37. Pris au piège (2/2)

— Je n'ai pas fait exprès, je ne sais pas ce qui m'a pris ! Je me suis souvenu de la mine... j'ai... j'ai eu peur alors j'ai tiré, mais je ne voulais pas ! Je... je... je suis désolé !

— Du calme, du calme, murmurait Jim dans son dos.

L'Archiviste était étendu au sol, le visage relevé vers les jeunes hommes, tendu en une grimace de douleur. Ses mains enserraient sa jambe autour d'une flèche aux plumes noires. Des hululements s'élevaient dans cette pièce presque vide.

— Tu vas me donner ton arc et ton carquois, d'accord ? continua Jim pour son ami, en abaissant un regard plein de remords sur l'Archiviste.
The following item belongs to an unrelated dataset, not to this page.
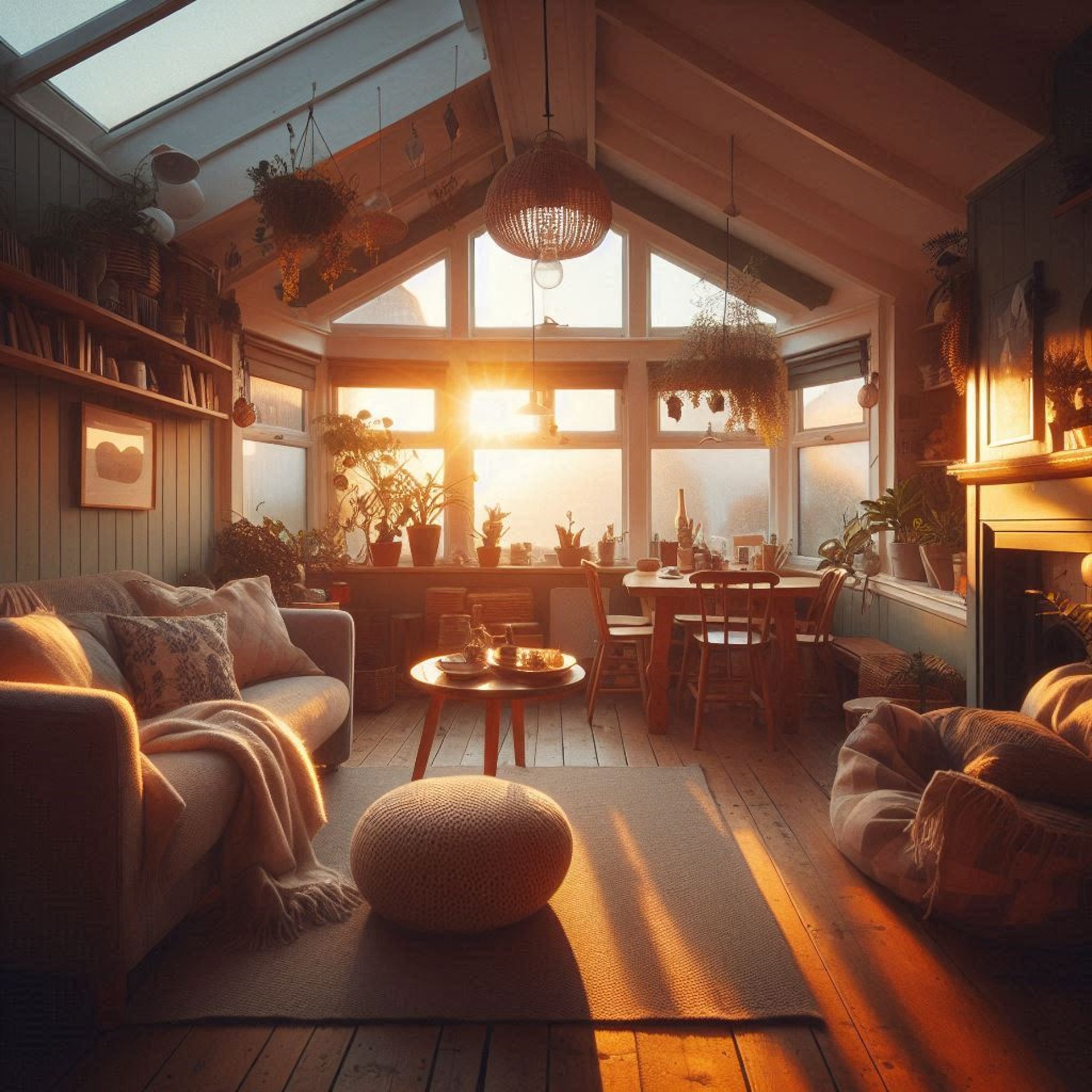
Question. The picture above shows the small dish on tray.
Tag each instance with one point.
(459, 668)
(531, 665)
Helmut s'exécuta sans le moindre mot.

— Vous ! reconnut le blessé, les dents serrées. C'est vous qui êtes sortis des portes dorées !

— Je suis désolé, souffla Helmut. Je ne voulais pas vous faire de mal !

— C'est raté ! grogna l'Archiviste, dans un semblant de sourire. Vous venez d'en haut... je vous ai vu arriver à Hamelin, nous nous sommes déjà croisés. Vous étiez avec une enfant.

Jim lorgna cet homme, un sourcil relevé. Toute trace de peine avait déjà disparu de ses traits.

— Jim, appela Helmut qui, soutenu à l'entrée, reprenait contenance. On devrait peut-être voir ce qu'il cache ici... Béatrice nous avait dit que cette tour était une propriété de la reine. Il doit y avoir des choses qui pourraient nous servir. On pourrait peut-être même trouver la clé.

— Une clé ? répéta le blessé, sans comprendre.

— Pour l'ascenseur, pour qu'on puisse remonter.

— Oh... vous ne trouverez rien de tel ici. Je n'ai aucun moyen d'accès à la surface.

— On va juste s'en assurer alors, conclut Helmut.

Jim acquiesça, parcouru la salle du regard et finalement, il agita la tête en signe de négation.

— À tous les coups, il y a des gardes derrière ! s'écria-t-il, le doigt pointé en direction d'une épaisse porte au fond de la tour.

— Il n'y a personne, ils seraient déjà intervenus sinon ! répliqua Helmut.

— À moins qu'ils attendent que j'entre pour me mettre un coup derrière la tête.

— Faites donc confiance à votre ami, souffla l'Archiviste entre deux faibles gémissements. Je suis seul ici.

— Parce que c'est censé me rassurer ? C'est exactement ce que j'aurais dit si je cachais des soldats.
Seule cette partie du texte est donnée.